Given that ICH involves multiple pathophysiological mechanisms, current research on the risk factors associated with posterior venous thrombosis in ICH has not yielded reliable assessments. Identifying predictors of ICH-related posterior venous thrombotic events could aid in stratifying risks and developing effective secondary prevention measures to mitigate these risks. Therefore, we developed a risk prediction model based on the TyG index to forecast lower-extremity venous thrombosis in ICH patients during their first week of hospitalization and investigated its predictive value regarding lower-extremity venous thrombosis in this patient population.
Methods
Study design and participants
A total of 308 patients diagnosed with ICH at Changshu No. 1 People’s Hospital from 2022 to 2023 were enrolled in this retrospective study aimed at developing and validating a nomogram for predicting lower-extremity venous thrombosis in this patient population. All participants or their family members were informed about the details of the study and provided written informed consent. The research protocol received approval from the Ethics Committee of Changshu No. 1 People’s Hospital (Ethics Approval No. L-039), encompassing all pertinent details. All experiments were conducted in accordance with applicable guidelines and regulations.

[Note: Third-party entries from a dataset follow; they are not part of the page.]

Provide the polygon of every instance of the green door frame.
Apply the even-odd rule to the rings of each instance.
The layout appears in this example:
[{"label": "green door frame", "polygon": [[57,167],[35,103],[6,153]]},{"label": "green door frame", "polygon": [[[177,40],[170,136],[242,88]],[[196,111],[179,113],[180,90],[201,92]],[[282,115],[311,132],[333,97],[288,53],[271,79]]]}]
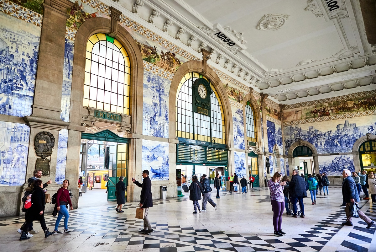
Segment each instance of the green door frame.
[{"label": "green door frame", "polygon": [[[103,131],[91,134],[89,133],[82,133],[81,134],[81,139],[85,139],[88,140],[96,140],[97,141],[103,141],[104,142],[112,142],[117,143],[118,144],[129,144],[129,140],[127,138],[121,137],[115,133],[108,130],[105,130]],[[117,155],[115,155],[116,157],[117,160],[116,163],[117,164]],[[108,193],[107,193],[107,201],[116,201],[116,197],[115,195],[115,188],[118,179],[117,177],[117,165],[116,171],[115,171],[115,177],[108,177]],[[112,176],[114,175],[114,173],[112,173]],[[126,179],[128,176],[128,170],[127,170],[127,174],[126,177],[124,178],[124,180],[126,183],[126,186],[127,180]]]}]

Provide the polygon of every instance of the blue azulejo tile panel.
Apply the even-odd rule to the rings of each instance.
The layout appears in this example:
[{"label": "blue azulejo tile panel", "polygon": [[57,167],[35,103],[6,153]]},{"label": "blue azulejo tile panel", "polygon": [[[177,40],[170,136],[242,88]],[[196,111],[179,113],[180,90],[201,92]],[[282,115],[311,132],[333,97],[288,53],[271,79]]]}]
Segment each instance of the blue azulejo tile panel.
[{"label": "blue azulejo tile panel", "polygon": [[24,124],[0,122],[0,185],[25,183],[30,133]]},{"label": "blue azulejo tile panel", "polygon": [[149,171],[152,180],[168,180],[168,143],[143,140],[143,170]]},{"label": "blue azulejo tile panel", "polygon": [[56,178],[55,181],[62,184],[65,178],[67,165],[67,150],[68,147],[68,130],[61,130],[59,131],[58,143],[58,160],[56,164]]},{"label": "blue azulejo tile panel", "polygon": [[63,86],[61,92],[61,110],[60,118],[64,122],[69,121],[71,93],[72,91],[72,71],[74,42],[65,39],[65,53],[63,73]]},{"label": "blue azulejo tile panel", "polygon": [[246,153],[240,151],[234,151],[235,172],[240,179],[245,176],[247,177],[248,173],[246,171]]},{"label": "blue azulejo tile panel", "polygon": [[168,138],[168,90],[171,84],[169,79],[144,71],[144,134]]},{"label": "blue azulejo tile panel", "polygon": [[244,142],[244,120],[243,110],[232,107],[232,124],[234,131],[234,147],[245,149]]},{"label": "blue azulejo tile panel", "polygon": [[0,12],[0,114],[31,114],[41,31]]}]

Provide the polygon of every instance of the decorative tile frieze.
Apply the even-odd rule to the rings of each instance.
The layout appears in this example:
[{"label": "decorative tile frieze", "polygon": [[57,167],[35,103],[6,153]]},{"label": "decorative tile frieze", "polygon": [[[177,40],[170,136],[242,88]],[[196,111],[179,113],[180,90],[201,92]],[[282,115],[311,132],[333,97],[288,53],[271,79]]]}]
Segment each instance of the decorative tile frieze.
[{"label": "decorative tile frieze", "polygon": [[42,27],[43,15],[7,0],[0,0],[1,11],[39,27]]},{"label": "decorative tile frieze", "polygon": [[326,103],[329,102],[332,102],[335,101],[346,101],[349,99],[356,98],[362,98],[366,96],[373,96],[374,95],[376,95],[376,90],[359,92],[359,93],[349,94],[349,95],[342,95],[341,96],[337,96],[337,97],[327,98],[324,99],[321,99],[321,100],[316,100],[316,101],[311,101],[304,102],[302,102],[296,103],[295,104],[286,105],[284,107],[284,109],[291,109],[291,108],[300,108],[302,107],[312,106],[318,104],[321,104],[321,103]]},{"label": "decorative tile frieze", "polygon": [[345,119],[346,118],[351,118],[354,117],[358,117],[359,116],[370,116],[373,115],[376,115],[376,110],[359,111],[358,112],[354,112],[350,113],[346,113],[345,114],[333,115],[330,116],[321,116],[320,117],[315,117],[312,118],[303,119],[303,120],[296,120],[293,121],[289,121],[288,122],[284,122],[283,125],[284,126],[287,126],[292,125],[296,125],[297,124],[310,124],[313,122],[318,122],[330,121],[334,120],[337,120],[338,119]]},{"label": "decorative tile frieze", "polygon": [[158,66],[153,65],[151,63],[144,60],[143,61],[144,62],[144,70],[148,72],[151,72],[153,73],[155,73],[161,77],[162,77],[166,79],[172,80],[172,78],[174,77],[174,74],[171,72],[165,70],[163,68],[161,68]]}]

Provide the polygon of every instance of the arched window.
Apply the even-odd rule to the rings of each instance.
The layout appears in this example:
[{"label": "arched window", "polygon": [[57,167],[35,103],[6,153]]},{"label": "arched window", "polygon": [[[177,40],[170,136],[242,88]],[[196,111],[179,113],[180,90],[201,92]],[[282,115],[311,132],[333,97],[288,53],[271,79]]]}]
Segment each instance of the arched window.
[{"label": "arched window", "polygon": [[[212,91],[210,116],[194,111],[192,84],[197,79],[207,80]],[[179,137],[225,144],[224,119],[222,103],[213,84],[198,73],[189,73],[177,88],[176,98],[176,135]]]},{"label": "arched window", "polygon": [[253,108],[251,103],[247,102],[246,105],[246,129],[247,133],[247,141],[256,142],[257,137],[256,135],[256,120]]},{"label": "arched window", "polygon": [[83,105],[129,115],[130,64],[115,38],[94,34],[86,46]]}]

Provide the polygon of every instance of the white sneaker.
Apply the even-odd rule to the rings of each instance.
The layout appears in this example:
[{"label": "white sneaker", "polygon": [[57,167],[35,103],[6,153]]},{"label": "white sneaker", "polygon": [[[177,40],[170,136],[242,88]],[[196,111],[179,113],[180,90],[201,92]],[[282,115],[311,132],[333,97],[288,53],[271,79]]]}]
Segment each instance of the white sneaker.
[{"label": "white sneaker", "polygon": [[29,232],[30,234],[38,234],[39,232],[39,231],[38,230],[36,230],[35,229],[33,229],[29,231]]}]

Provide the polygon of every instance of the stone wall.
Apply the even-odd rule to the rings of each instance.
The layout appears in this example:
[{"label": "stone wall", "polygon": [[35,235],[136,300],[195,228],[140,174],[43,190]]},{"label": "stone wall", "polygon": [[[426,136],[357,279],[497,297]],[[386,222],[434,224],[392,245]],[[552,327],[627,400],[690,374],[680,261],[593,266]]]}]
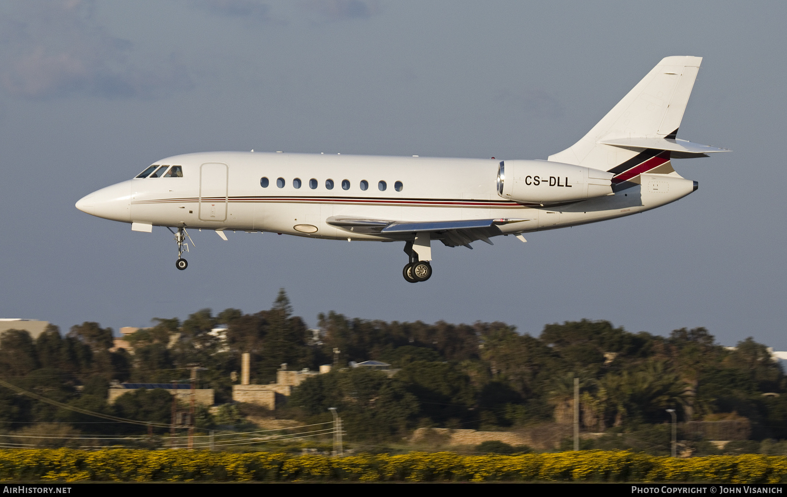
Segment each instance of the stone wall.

The prediction model underwent internal validation, with the participants randomly divided into the training and validation groups at a ratio of 7:3, yielding 215 individuals in the training group and 93 individuals in the validation group. Variables demonstrating P < 0.05 in univariate logistic regression analysis were included for subsequent multivariate regression analysis. The significant variables identified during this process contributed to the construction of the nomogram model, which was further validated using appropriate statistical methods, including decision curve analysis (DCA).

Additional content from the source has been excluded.